The next learning edge that surfaced on my own chaordic path was around what I started to refer to as Chaordic Dynamics: how do we lead a chaordic system? Funnily enough, the insights that helped me on the way I discovered in a practice that I left behind awhile ago: the world of (impro) theatre.
 
Patricia Ryan Madson wrote a book titled Improv Wisdom. She reminds us that that being alive, hence being a chaordic system, is like riding a bicycle: we always feel a little off-balance and insecure, but 'in the act of balancing we come alive'.
 
After years of experience with improvisation theatre, Madson offers this book in which she highlights 13 strategies that she discovered in her practice. They are an irresistable invitation to lighten up, look around and live a chaordic life and can be summarised as The Art of Saying Yes. As she puts it herself: "Life is something we all make up as we go along.
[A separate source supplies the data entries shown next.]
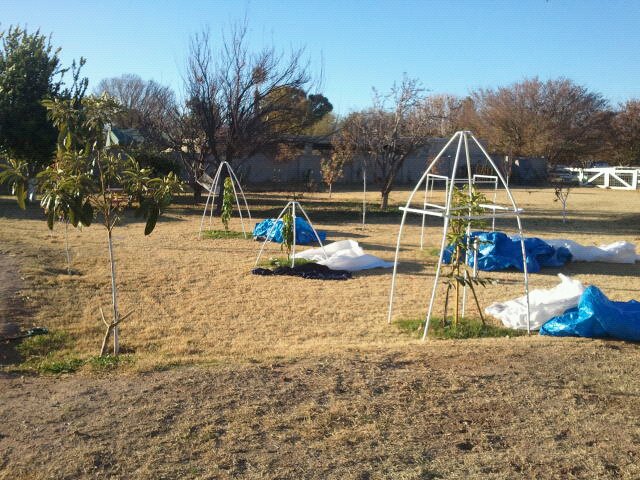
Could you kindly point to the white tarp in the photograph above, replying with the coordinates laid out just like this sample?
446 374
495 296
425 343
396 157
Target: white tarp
543 305
616 252
344 255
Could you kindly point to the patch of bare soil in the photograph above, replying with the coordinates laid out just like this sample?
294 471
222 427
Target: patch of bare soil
11 308
500 408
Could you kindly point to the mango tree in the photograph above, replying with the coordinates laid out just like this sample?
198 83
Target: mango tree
90 177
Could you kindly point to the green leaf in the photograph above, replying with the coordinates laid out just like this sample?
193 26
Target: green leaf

No matter how carefully we formulate a "script", it is bound to change when we interact with people with scripts of their own".
 
I understand those 'scripts' to be the patterns of our behaviour and underlying value systems. And as with chaordic systems, The Art of Saying Yes must be balanced with a healthy practice of The Art of Saying No.
 
Where the YES - strategies help us to embrace chaos, experience versatility, step into not-knowing, the NO - strategies come in useful for bringing focus and clarity, build structures and rely on what we already know.
 
And then I saw this video clip...
 
 
 
...and I realised that what gets in the way the most of our authentic ability to lead and to follow, are our fears and limiting beliefs. Therefore a clear next step in my work became to not only design chaordic systems, but to also support people in these systems to lead and to follow by practising the simple strategies of Yes and No. And, in that practice to redirect their fears and limiting beliefs from something that was moving them closer to stifling control or apathy, to a chaordic rhythm of emergence.